The notes of a bugle sound. The American flag is slowly lowered by two honor scouts from another troop. Only honor scouts could be trusted with the colors. They gather the flag, step back and slowly, patiently, correctly, fold the colors. We can do this perfectly as well. We’re Boy Scouts. We know exactly how to treat the flag.
The notes of the bugle fade away. We stand in the hazy light of dusk in summertime, the sun slowly setting over the lake. So to the mess hall for dinner. But first to our tables, to stand behind our chairs and bow our heads. Someone says Grace. That seemed right. We knew about God and our duty.
Each Tuesday night at the troop meeting, the two of us up front, everyone in the troop faces the flag; each one of us raising our right hands, thumb and little finger touching, the other three fingers straight:
On my honor
I will do my best
To my duty to God
And my country
And to obey the Scout Law;
To help other people at all times
To keep myself physically strong
And morally straight
The irony of the last words for a gay man has escaped me until now. As if that has anything to do with morals.
At the mess hall we eat dinner, stack our plates, wipe our tables down. Afterwards we all run back to our campsite and change out of our uniforms. We only wear them at Retreat. Playing, running, laughing. Buying a Mountain Dew at the canteen. Telling stories. Playing skits. And singing. Boy Scouts used to sing then.
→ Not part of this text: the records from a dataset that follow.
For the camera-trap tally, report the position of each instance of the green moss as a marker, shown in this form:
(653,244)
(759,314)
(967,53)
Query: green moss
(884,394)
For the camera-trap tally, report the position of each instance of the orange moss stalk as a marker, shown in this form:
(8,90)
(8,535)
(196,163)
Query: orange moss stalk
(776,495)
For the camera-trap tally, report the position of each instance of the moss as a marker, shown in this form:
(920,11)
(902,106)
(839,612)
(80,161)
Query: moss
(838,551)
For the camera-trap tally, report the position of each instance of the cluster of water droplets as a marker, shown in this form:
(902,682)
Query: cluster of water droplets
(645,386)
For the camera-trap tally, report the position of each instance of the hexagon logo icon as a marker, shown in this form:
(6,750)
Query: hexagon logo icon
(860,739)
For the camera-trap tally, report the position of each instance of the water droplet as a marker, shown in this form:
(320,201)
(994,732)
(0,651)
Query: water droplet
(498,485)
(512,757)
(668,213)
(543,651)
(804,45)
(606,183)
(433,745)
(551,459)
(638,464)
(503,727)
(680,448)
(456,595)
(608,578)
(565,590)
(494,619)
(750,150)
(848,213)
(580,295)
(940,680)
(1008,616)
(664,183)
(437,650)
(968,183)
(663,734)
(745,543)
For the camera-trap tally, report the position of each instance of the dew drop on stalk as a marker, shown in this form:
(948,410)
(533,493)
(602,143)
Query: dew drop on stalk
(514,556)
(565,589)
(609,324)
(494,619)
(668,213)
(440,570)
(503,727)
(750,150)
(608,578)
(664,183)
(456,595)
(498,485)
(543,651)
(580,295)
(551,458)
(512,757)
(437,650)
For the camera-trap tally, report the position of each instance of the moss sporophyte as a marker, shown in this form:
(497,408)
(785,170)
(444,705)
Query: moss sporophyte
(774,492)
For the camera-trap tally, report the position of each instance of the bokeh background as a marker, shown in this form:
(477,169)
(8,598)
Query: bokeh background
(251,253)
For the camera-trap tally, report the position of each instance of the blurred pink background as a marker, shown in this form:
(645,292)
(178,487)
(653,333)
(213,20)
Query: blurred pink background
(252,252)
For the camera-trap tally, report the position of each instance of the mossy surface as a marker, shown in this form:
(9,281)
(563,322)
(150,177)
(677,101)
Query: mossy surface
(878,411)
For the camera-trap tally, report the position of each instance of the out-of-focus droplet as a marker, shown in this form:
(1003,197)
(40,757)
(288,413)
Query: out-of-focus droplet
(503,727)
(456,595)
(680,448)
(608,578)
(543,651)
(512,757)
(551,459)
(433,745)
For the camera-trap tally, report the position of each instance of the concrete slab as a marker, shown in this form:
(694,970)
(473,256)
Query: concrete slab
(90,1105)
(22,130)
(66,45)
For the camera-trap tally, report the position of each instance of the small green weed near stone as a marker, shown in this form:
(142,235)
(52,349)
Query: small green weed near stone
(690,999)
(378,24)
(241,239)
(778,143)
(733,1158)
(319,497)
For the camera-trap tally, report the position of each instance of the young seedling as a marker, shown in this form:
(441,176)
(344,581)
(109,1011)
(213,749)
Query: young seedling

Trail to Eagle, trail to Eagle,
marching all the way
First the Star and then the Life
Will on your bosom shine, keep shining……
We both loved that song. We had stayed the course. Our Eagle Scout medals gleamed on the upper left pocket of our uniform shirts. We were so proud. And then, on the fourth night of our week-long camp, the special ‘tap out’ night, when one or two scouts from each troop have their right shoulders tapped with an arrow.
Soon they will be able to wear the narrow white sash which only my friend and I can wear on that night. A narrow white sash with a long arrow embroidered in red. We are both honor scouts, members of the Order of the Arrow. I’m sure others are envious. We were, before we were ‘tapped out’. Honor scouts were the ones who did the work. Who took responsibility. Who could be trusted to always do the right thing.
On the other nights at camp, across our uniform shirts, each of us wore a long sash covered with merit badges. His mother had sewed all my badges onto my sash. My mother didn’t live long enough to see me in my green uniform with my Eagle Scout medal.
The last night of scout camp: the entire troop around a campfire, singing, laughing, bragging, telling the stories from the week. Who ate the most. Who swam the longest. Who stayed up the latest. Who is the shortest guy in the troop, the tallest. Always me. About 10:00 pm now, its getting very dark.
The troop falls silent as a distant bugler begins to sound “Taps”. As the last note fades, we are still. Moments pass, then me and him begin to sing very quietly, the troop following us. We are singing “Taps.” The last song of the day.
Day is done
Gone the sun
From the hills
From the lakes
From the sky
All is well
God is nigh.
And so my old friend, Brian, farewell.
I wrote this post on the evening of August 19th, 2010. The next day, August 20th, my friend Anne emailed me around noontime. Brian had died at 2:00 a.m. that morning, she wrote.